Friday 29 July 2011

ARACHNOPHONIA

Way off, the sound of a telephone. The cobweb at the back of the mind trembles with its fine sticky silver lines quivering as though a trapped mite is struggling to escape from the frightful fangs of the eight legged marauder. Each frantic movement is sending a message to the grim hidden captor; every dreadful bug scream is a useless plea for help, a total waste of effort. The persistent alarm wails in monotonous urgency and gets louder. Ring ring. Ring ring. The chords screech down the wobbling, enticing, confused lines. In an instant of doubt and a trick played on the half witted, easily led semi consciousness, maybe the church bells from across the wooded parkland are being hammered by some trespassing somnambulist or perhaps it’s a front door summons by a hooded midnight rambler’s hard crooked finger pressed firm to the bell push or is it time for assembly somewhere, the signal that it’s time to move from here to there? Or from there to here of course with a neatly wrapped bundle. Sleep becomes drowsiness which then becomes urgency and the noise, the ring, is really a phone.
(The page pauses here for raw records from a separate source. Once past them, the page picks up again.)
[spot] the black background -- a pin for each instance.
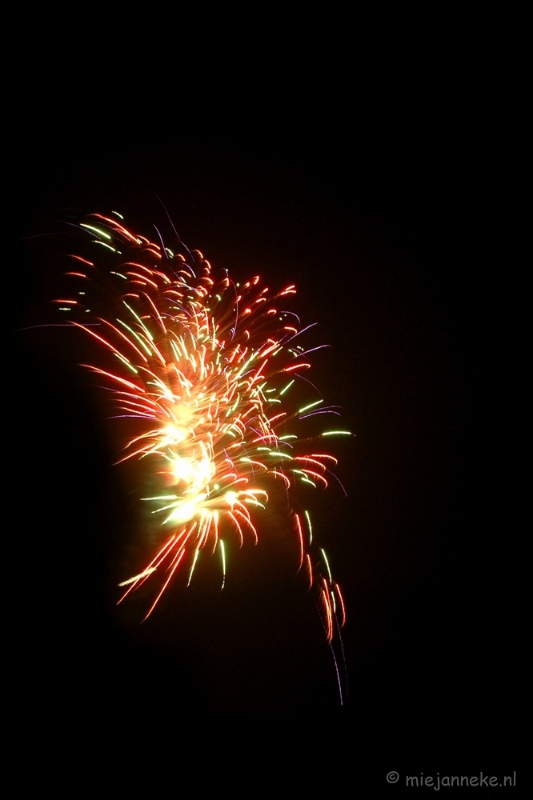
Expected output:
(375, 206)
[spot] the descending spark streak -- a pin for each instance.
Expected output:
(204, 367)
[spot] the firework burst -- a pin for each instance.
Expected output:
(204, 368)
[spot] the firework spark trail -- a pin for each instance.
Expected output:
(204, 367)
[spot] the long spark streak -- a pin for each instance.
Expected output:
(202, 365)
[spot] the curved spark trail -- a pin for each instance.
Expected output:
(204, 368)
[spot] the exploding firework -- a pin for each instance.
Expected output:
(204, 368)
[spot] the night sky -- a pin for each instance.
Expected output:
(376, 217)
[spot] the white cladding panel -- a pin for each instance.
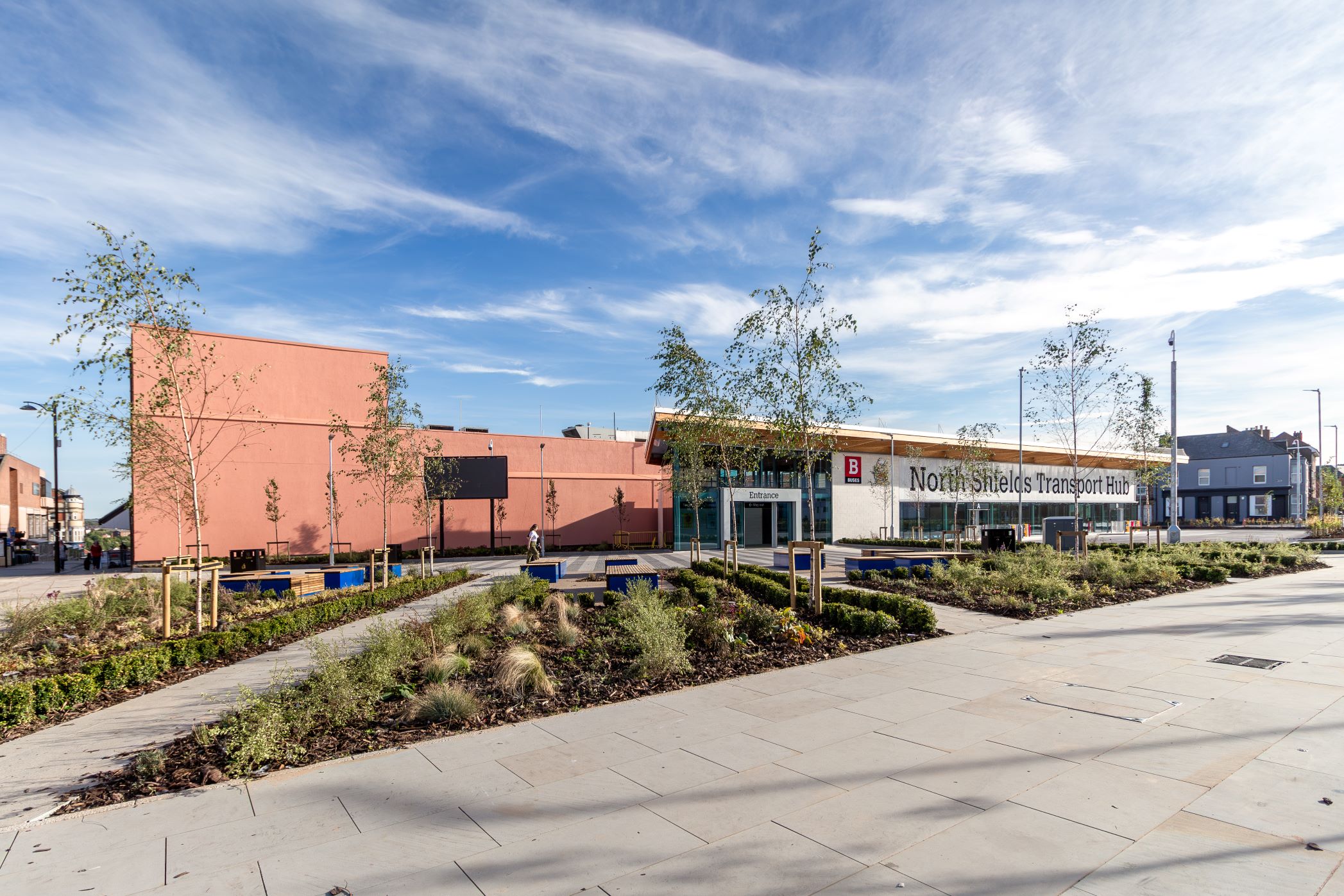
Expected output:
(859, 508)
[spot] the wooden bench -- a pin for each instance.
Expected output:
(546, 570)
(623, 577)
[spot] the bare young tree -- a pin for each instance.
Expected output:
(1141, 429)
(387, 450)
(553, 504)
(711, 435)
(1078, 394)
(787, 351)
(273, 511)
(968, 468)
(178, 411)
(918, 488)
(881, 487)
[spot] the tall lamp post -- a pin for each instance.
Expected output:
(331, 502)
(55, 471)
(1173, 531)
(1320, 453)
(1022, 532)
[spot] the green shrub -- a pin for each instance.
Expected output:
(756, 621)
(850, 620)
(444, 703)
(708, 632)
(656, 632)
(17, 704)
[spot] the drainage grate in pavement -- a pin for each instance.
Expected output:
(1253, 663)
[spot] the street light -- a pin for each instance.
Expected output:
(55, 469)
(1173, 531)
(331, 502)
(1022, 532)
(1320, 452)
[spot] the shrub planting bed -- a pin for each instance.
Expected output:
(76, 673)
(1037, 580)
(514, 652)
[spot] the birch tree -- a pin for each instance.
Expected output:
(386, 449)
(1141, 428)
(787, 351)
(918, 489)
(1078, 394)
(153, 390)
(881, 487)
(711, 433)
(969, 466)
At early doors, say two or three in the morning, when the phone rings everyone knows, suspects at least, that the news is not good. Good news can wait. Bad news can’t. Such is the way we’ve given emphasis to it.




At last. "Hello."
"What dew mean?"
"Let me get dressed."
"I’ll be there in say forty minutes."


There is a scramble to put on the clothes that have barely had time to crease and a quick rinse with a glug from the fat Listerine bottle. Spit and go. Slotted in the fridge door next to the half drunk tart white, the semi-skimmed straight from the soft plastic milk bottle suddenly tastes of mint so just a token swig is forced to try and coat the film of alcohol from a few hours ago. Swig and go.




Driving in the early hours won’t take anything like forty minutes. Wombling badgers are the other traffic, two of them in a huff and the wily fox who pauses perilously in the headlights just to check them out. The vixen's tongue licks her lips in envy at all the insect life collected on the windscreen. Easy prey, but what a messy waist. The racing car slices through the million silky cords stretched out across the night time lanes, from hedge to hedge, nearly more violent, more destructive than anything on earth. All those spiders work in vain. Forty minutes. It could be done in thirty at the most.
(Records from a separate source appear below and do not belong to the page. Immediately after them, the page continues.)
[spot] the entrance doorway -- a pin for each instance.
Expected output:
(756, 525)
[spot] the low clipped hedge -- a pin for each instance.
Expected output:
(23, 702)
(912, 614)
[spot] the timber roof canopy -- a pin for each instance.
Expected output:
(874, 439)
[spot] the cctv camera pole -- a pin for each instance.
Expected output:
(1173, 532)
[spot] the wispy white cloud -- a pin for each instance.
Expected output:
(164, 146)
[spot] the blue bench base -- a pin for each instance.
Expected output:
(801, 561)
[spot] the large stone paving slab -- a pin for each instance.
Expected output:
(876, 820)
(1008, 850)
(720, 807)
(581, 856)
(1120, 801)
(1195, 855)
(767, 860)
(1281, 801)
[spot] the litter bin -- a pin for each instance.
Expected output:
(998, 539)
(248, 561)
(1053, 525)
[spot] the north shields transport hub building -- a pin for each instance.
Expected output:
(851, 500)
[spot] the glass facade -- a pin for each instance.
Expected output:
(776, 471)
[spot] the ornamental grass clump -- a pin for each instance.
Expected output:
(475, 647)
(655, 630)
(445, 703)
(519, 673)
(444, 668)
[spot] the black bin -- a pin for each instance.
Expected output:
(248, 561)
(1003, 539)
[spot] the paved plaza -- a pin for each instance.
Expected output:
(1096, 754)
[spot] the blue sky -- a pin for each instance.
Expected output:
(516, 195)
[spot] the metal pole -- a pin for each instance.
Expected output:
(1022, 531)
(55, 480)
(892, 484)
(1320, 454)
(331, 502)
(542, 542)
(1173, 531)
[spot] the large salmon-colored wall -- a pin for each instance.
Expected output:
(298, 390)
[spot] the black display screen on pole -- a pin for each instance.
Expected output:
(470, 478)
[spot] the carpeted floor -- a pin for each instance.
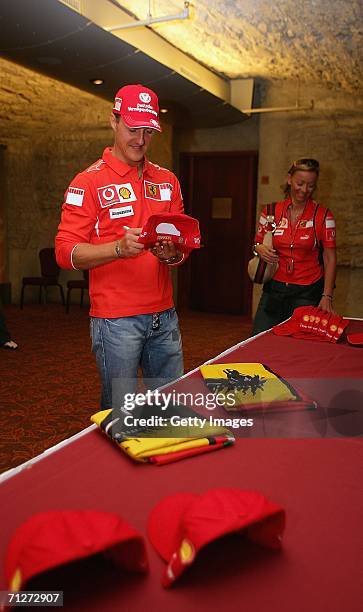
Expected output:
(49, 387)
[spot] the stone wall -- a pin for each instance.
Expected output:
(330, 132)
(50, 132)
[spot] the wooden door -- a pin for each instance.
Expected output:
(220, 191)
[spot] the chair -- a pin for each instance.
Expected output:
(81, 284)
(49, 270)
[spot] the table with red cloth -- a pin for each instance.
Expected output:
(310, 462)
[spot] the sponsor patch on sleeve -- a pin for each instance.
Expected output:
(75, 196)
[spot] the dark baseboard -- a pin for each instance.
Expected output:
(5, 293)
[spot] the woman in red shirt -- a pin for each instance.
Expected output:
(303, 247)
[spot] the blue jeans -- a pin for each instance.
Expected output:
(151, 341)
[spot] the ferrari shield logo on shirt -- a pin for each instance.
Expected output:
(123, 211)
(113, 194)
(75, 196)
(330, 229)
(158, 191)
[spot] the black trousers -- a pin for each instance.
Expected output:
(279, 300)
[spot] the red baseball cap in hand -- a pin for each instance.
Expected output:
(292, 325)
(181, 525)
(180, 229)
(50, 539)
(138, 107)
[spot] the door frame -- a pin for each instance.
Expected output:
(186, 178)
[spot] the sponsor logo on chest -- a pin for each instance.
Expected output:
(158, 191)
(115, 194)
(123, 211)
(306, 223)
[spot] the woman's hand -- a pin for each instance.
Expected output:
(266, 253)
(326, 303)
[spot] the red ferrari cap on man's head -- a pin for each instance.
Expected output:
(181, 525)
(138, 107)
(50, 539)
(181, 229)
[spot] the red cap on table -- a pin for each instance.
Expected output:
(181, 525)
(49, 539)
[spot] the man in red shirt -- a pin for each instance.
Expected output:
(133, 321)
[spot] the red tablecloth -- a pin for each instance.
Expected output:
(318, 481)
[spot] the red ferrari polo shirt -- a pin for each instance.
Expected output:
(298, 245)
(98, 203)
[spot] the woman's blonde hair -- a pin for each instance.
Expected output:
(305, 164)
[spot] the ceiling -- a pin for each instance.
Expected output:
(317, 41)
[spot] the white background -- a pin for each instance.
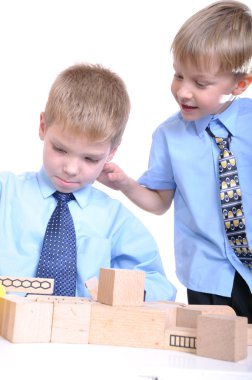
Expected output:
(132, 38)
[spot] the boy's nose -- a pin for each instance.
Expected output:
(184, 92)
(71, 167)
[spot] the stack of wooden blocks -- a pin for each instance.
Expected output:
(117, 315)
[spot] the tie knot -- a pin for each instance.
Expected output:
(223, 143)
(63, 197)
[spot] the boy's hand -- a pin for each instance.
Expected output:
(114, 177)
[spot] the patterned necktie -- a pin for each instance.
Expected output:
(58, 256)
(231, 201)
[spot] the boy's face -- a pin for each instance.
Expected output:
(71, 160)
(200, 93)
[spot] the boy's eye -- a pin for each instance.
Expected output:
(178, 76)
(58, 149)
(92, 160)
(201, 84)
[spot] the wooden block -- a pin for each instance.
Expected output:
(132, 326)
(31, 285)
(92, 286)
(223, 337)
(250, 335)
(180, 339)
(71, 321)
(25, 321)
(187, 315)
(169, 308)
(121, 287)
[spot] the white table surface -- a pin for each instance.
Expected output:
(96, 362)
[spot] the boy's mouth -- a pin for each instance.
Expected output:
(186, 107)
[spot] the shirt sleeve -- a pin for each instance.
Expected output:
(135, 248)
(159, 175)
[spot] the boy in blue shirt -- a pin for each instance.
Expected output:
(212, 54)
(81, 127)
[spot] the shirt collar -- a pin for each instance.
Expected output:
(47, 189)
(228, 118)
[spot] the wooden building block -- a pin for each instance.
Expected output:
(223, 337)
(92, 286)
(132, 326)
(187, 315)
(121, 287)
(71, 321)
(71, 318)
(250, 335)
(180, 339)
(27, 284)
(24, 320)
Rushing towards distress. Her bed time cheeks are streaked with salty tears and useless make up. She sobs, cries real drops and wants her lover to be there with her.




"Please come Pudding," she implores.
"What dew mean?"
"I need you to be here now. It's not safe."
"Let me get dressed."
"I'll be there in say forty minutes."


Thirty more like as long as the warning red fuel light is only joking.




"Bollocks." Now of all times. On a cross country mission and low on diesel.


Old Proctor's farm would have some up in the yard in the green tank stuck up on bricks. If that was locked, one of his tractors could be syphoned. There is no chance of just driving in and helping oneself. Old Proctor's farm house stands like a sentry box overlooking the scruffy yard.
Stop in the gateway. Leg it. Find a can or plastic container and just take a gallon or two. Come back and pay Proctor in the morning. Or not.




The green fuel tank stinks of heavy fuel and the nozzle isn't locked in place. Typical of old Proctor. He is a slack sod thank God. Rinsing out the spray can with the red fuel, fumbling in the semi darkness brushing off the cobwebs that cling to everything and appear like very fine dusty net curtains to the low harvest moon. Spiders were here before the dinosaurs and their webs will hang around long after all of us have gone.


There is no warning as such. Just the sudden blast from a twelve bore that cuts Pudding in half. Old Proctor didn't miss at close quarters.




So he never did arrive, never did discover the reason for her upset. It might have been so different.


"What dew mean?"
"I need you to be here now. It's not safe."
"Let me get dressed."
"I'll be there in say forty minutes."
"What's up honey?" He might have asked to be told hysterically that a large spider had just woken her in nightmare, terrifying her with the softest touch of one of its eight hair covered legs. What she didn't know was that it had dropped onto her pillow, crawled through her flowing hair and across her right cheek to find her lips on purpose, something Pudding would never ever do again.